Do you see an elongated head in the narrow opening of the hood, facing the wrong way?!?

It takes a real effort for me to see his actual head, or a bit of it, in the place it should be. Belongs on the Spooky ride.

The top of this part of the world is a natural photo op.

Little wheels, big hill

A sign from above?

Down up down down into not-Hove, then over to the marina, which appears to be in the middle of perdition.

It's difficult to ascertain if this is half an insult

Had a pleasant chat through the concrete architectural desert with fellow North American import Tacy (no 'r' even though it's right there next to the 'T' on the keyboard), my conversational starter being an admiration for her nifty saddlebag sporting petite panniers like wings folded over the rear tyre. The cardinal rule of bags: the bigger they are, the more you’ll carry – it’s almost uncanny.

After navigating the maze up to Wetherspoons I shared a breakfast table with Adam, who in addition to adjusting that brake lever, fixed someone’s pedals (R = Right, L = Left), retrained a chain to stay put, and fully serviced a random stranger’s bike – or cheerfully would’ve, if asked. Although I’ve sort of known him since the olde days, we’ve never had a conversation. I learned that he’s starting a bike shop in Bognor Regis, and his wife has a second career researching and sewing 18th century dresses. Do what you love, eh? Even if it’s silly hills.

"There's a posh-sounding bloke on the phone wondering if we do alterations."

With his generosity of spirit and skills, Adam is one of those people who practically embodies the FNRttC. It couldn’t keep running without what he represents, and I was saddened to hear that after Shoreham he’ll likely be too busy to carry on.

I’ve joked about how I was Simon Legg’s inspiration (he in turn has been my erstwhile muse), though never sifted out the whole truth. Adam reckons that something I wrote in a Dunwich Dynamo ride report planted the idea, which sounds plausible, so the lesson is, write ride reports! You never know who you’ll inspire to do great things.
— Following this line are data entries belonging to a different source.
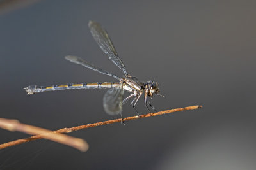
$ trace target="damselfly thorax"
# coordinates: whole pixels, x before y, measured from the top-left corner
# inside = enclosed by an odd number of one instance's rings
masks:
[[[112,41],[106,31],[96,22],[89,22],[89,28],[96,42],[109,59],[118,67],[124,74],[124,77],[119,78],[114,74],[99,68],[94,64],[90,63],[76,56],[66,56],[65,59],[72,62],[82,65],[87,68],[96,71],[102,74],[112,76],[118,80],[117,82],[104,83],[67,83],[65,85],[51,86],[30,85],[24,89],[28,94],[32,94],[42,92],[56,91],[61,90],[80,89],[109,89],[103,97],[103,106],[106,112],[109,115],[121,114],[122,105],[128,100],[133,99],[131,105],[135,109],[138,99],[143,95],[144,104],[150,111],[149,107],[156,110],[154,107],[147,101],[147,97],[152,98],[153,94],[158,94],[159,92],[158,83],[154,81],[143,82],[136,78],[128,74],[121,59],[119,58]],[[124,99],[124,91],[130,92],[130,95]],[[160,95],[163,96],[162,95]],[[163,96],[164,97],[164,96]],[[136,109],[135,109],[136,110]],[[137,112],[138,113],[138,112]]]

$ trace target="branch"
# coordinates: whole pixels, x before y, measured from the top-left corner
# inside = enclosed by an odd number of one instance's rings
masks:
[[[83,152],[86,151],[89,147],[88,143],[82,139],[60,133],[52,133],[52,131],[50,130],[21,124],[17,120],[0,118],[0,128],[10,131],[19,131],[28,134],[36,134],[42,138],[68,145]],[[0,145],[4,146],[4,144]]]
[[[145,114],[145,115],[140,115],[140,117],[136,115],[136,116],[134,116],[134,117],[124,118],[123,119],[118,118],[118,119],[110,120],[100,122],[93,123],[93,124],[87,124],[87,125],[73,127],[70,127],[70,128],[67,128],[67,127],[63,128],[63,129],[57,130],[56,131],[54,131],[54,132],[52,132],[52,133],[54,133],[54,134],[70,133],[70,132],[72,132],[72,131],[76,131],[81,130],[83,129],[93,127],[96,127],[96,126],[100,126],[100,125],[104,125],[110,124],[113,124],[113,123],[116,123],[116,122],[120,122],[122,121],[124,121],[124,122],[129,121],[129,120],[136,120],[136,119],[138,119],[138,118],[147,118],[147,117],[155,117],[155,116],[158,116],[158,115],[164,115],[166,113],[173,113],[173,112],[180,111],[184,111],[184,110],[196,110],[196,109],[198,109],[198,108],[202,108],[202,106],[196,105],[196,106],[188,106],[188,107],[185,107],[185,108],[172,109],[172,110],[159,111],[159,112],[154,113],[148,113],[148,114]],[[3,144],[0,145],[0,149],[3,149],[3,148],[7,148],[7,147],[12,146],[29,142],[31,141],[40,139],[42,138],[42,135],[36,135],[36,136],[31,136],[29,138],[3,143]]]

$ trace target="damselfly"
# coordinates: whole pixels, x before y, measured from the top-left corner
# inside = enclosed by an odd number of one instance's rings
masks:
[[[29,85],[24,88],[28,94],[67,89],[110,89],[106,92],[103,97],[104,108],[105,111],[109,115],[121,114],[122,116],[122,105],[128,100],[132,98],[133,100],[131,102],[131,105],[138,113],[135,106],[138,99],[143,94],[144,94],[144,104],[147,108],[149,111],[150,111],[149,107],[156,111],[154,107],[147,101],[147,97],[150,97],[152,98],[154,94],[164,97],[158,94],[159,92],[158,83],[152,80],[147,82],[140,81],[136,78],[128,74],[107,32],[96,22],[90,21],[88,26],[94,39],[98,43],[101,50],[102,50],[109,59],[122,70],[124,76],[122,78],[118,77],[114,74],[110,73],[106,70],[95,66],[94,64],[80,57],[68,55],[65,57],[67,60],[82,65],[102,74],[112,76],[117,79],[118,82],[68,83],[62,85],[54,85],[47,87]],[[131,94],[127,97],[124,99],[124,90],[128,91]]]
Later we joined forces with Nigel, who due to his train doing a vanishing act was only able to join us towards the end; Matt and Tim Decker; Tom, who figured my fondness for singlespeed might predispose me to a spin cycle on a fixed round and round a velodrome; and Tim Hall, who you'll reliably see with a camera slung around his neck at these affairs (and wearer of antique hats, which forever puts him in my good graces). Together we considered the fate of a drunken buzzy captive,

pondered the advisability of Tim D. sawing someone in half after a few pints (he isn't a butcher; he belongs to The Magic Circle

Also an anagram, which is a nice trick

scroll down here for a few pics of another member), and might well have closed the place down if it wasn’t still morning when we called it a day.

Did I say these rides are about the people? It’s about their stories. The cycling is a bonus.

Adam led the way to the train station, where I discovered mine was cancelled due to something a bit worse than leaves on the line. Dreading an afternoon of uncertain services, I made the unwelcome decision to escape using a means of transportation I had control of, and headed back up that damned hill.

. . .

Coca-Cola has responded to the sugar tax by selling smaller containers, rather than ditching their recipe, which is undeniably a winner.